Les jeudis littéraires d’Aymen Hacen

Né le 21 mars 1946, Jean-Jacques Lecercle est angliciste de formation : diplômé de l’École Normale Supérieure, où il a fait ses études de 1965 à 1970, il est aujourd’hui professeur honoraire à l’Université de Nanterre où il a fait l’essentiel de sa carrière de 1970 à 2007, avec des passages à Cardiff. Spécialiste de la littérature victorienne et de la philosophie du langage, il est l’auteur d’Une philosophie marxiste du langage (PUF, 2004), de De l’interpellation : sujet, langue, idéologie (éditions Amsterdam, 2019) et de Système et style. Une linguistique alternative (éditions Amsterdam, 2023).

Nous avons lu et aimé son dernier ouvrage, Lénine et l’arme du langage, paru aux éditions de La Fabrique le 12 janvier dernier.

Jean-Jacques Lecercle invité de Souffle inédit

Entretien conduit par Aymen Hacen

A.H. Nous ne pouvons pas dire que Lénine et l’arme du langage soit un ouvrage de vulgarisation tant il regorge de références philosophiques, linguistiques et historiques inaccessibles ou difficiles à tous. À qui vous adressez-vous ? Pour qui écrivez-vous ?

Jean-Jacques Lecercle. Mon livre n’est effectivement pas un ouvrage de vulgarisation. Il y en a déjà eu d’innombrables, et j’ai voulu faire autre chose que ressasser ce que j’appelle les célèbres citations : j’ai voulu traiter Lénine comme l’auteur d’une œuvre, et d’une œuvre digne d’une lecture savante, c’est-à-dire d’une interprétation. Bref, faire avec Lénine ce que les philosophes font avec Kant ou Spinoza, le lire à nouveaux frais, en donner une interprétation originale. Cela implique des concepts et un vocabulaire technique, même si j’ai tenté de le limiter au maximum (je suis en train de vous dire que mon livre aurait pu être encore plus inaccessible et difficile). Il y a là bien entendu une décision politique : l’idéologie dominante traite Lénine comme un politicien rusé et avide de pouvoir, et rien d’autre : j’en fais un penseur, non seulement de la politique, mais du langage.

Mais je crois (j’espère) qu’il y a dans mon livre autre chose que cela. J’ai aussi tenté de traiter Lénine comme un écrivain, c’est-à-dire de faire entendre une voix, une voix singulière, à la fois attachante et irritante.

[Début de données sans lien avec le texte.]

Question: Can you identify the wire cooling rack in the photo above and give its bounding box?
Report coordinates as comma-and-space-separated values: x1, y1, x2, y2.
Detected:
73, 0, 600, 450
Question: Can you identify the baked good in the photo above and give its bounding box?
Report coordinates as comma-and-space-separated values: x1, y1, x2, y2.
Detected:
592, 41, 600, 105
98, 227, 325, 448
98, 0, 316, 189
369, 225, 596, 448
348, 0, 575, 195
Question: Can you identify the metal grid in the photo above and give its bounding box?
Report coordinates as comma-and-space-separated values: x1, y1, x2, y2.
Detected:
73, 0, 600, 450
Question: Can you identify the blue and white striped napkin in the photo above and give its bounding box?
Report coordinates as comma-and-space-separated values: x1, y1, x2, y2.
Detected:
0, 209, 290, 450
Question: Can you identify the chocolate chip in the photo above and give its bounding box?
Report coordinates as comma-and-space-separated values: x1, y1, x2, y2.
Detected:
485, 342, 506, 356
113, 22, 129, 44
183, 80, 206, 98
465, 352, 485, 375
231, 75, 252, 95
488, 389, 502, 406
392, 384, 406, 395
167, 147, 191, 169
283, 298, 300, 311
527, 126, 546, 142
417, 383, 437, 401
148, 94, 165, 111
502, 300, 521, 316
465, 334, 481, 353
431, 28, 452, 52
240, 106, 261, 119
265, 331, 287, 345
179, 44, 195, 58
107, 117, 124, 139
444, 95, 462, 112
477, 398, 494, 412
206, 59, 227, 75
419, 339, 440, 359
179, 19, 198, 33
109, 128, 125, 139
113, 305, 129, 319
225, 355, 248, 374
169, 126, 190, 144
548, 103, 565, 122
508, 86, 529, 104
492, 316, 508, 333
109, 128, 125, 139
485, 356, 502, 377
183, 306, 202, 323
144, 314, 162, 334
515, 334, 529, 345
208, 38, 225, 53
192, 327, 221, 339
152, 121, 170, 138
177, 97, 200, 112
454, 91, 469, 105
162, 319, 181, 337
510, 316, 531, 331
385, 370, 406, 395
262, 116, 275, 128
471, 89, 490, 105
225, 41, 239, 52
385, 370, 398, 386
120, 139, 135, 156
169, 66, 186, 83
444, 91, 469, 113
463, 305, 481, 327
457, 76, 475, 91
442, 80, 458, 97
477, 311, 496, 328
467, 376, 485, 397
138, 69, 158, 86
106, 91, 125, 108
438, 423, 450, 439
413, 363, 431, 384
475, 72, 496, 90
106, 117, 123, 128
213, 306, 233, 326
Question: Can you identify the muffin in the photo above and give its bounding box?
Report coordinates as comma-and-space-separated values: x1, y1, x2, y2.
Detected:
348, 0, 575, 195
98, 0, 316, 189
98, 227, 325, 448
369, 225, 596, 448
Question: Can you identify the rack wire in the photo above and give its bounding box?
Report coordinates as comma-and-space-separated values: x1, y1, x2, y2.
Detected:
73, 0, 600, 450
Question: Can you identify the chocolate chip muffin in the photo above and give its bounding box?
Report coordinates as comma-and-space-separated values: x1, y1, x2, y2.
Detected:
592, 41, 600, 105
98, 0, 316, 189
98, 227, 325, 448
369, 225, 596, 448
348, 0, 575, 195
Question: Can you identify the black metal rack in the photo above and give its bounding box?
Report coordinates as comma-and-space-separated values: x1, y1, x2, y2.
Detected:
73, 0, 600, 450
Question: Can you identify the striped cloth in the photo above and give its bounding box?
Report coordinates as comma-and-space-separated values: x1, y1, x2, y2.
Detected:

Lire Lénine, ce qu’on ne fait plus guère, c’est parler à quelqu’un, avec ses convictions et ses arguments mais aussi avec ses affects, et ici mon livre ne s’adresse plus seulement à des philosophes, mais simplement à des lecteurs. Je pense que si vous avez aimé mon livre, c’est peut-être parce que vous étiez sensible à cela. Ma réponse à votre question est donc simple : mon livre a été écrit pour vous.

A.H. La sous-partie « Léninisme » du septième et dernier chapitre, intitulé « Un style d’intervention », commence par ce constat personnel : « Je termine ce livre plus léniniste que je ne l’ai commencé. » C’est d’autant plus intéressant que vous analysez méticuleusement le « paradoxe » dont vous êtes parti dans la « Conclusion ». Pouvez-vous nous en parler davantage ? De même, si vous n’étiez pas léniniste, pourquoi cet intérêt particulier ?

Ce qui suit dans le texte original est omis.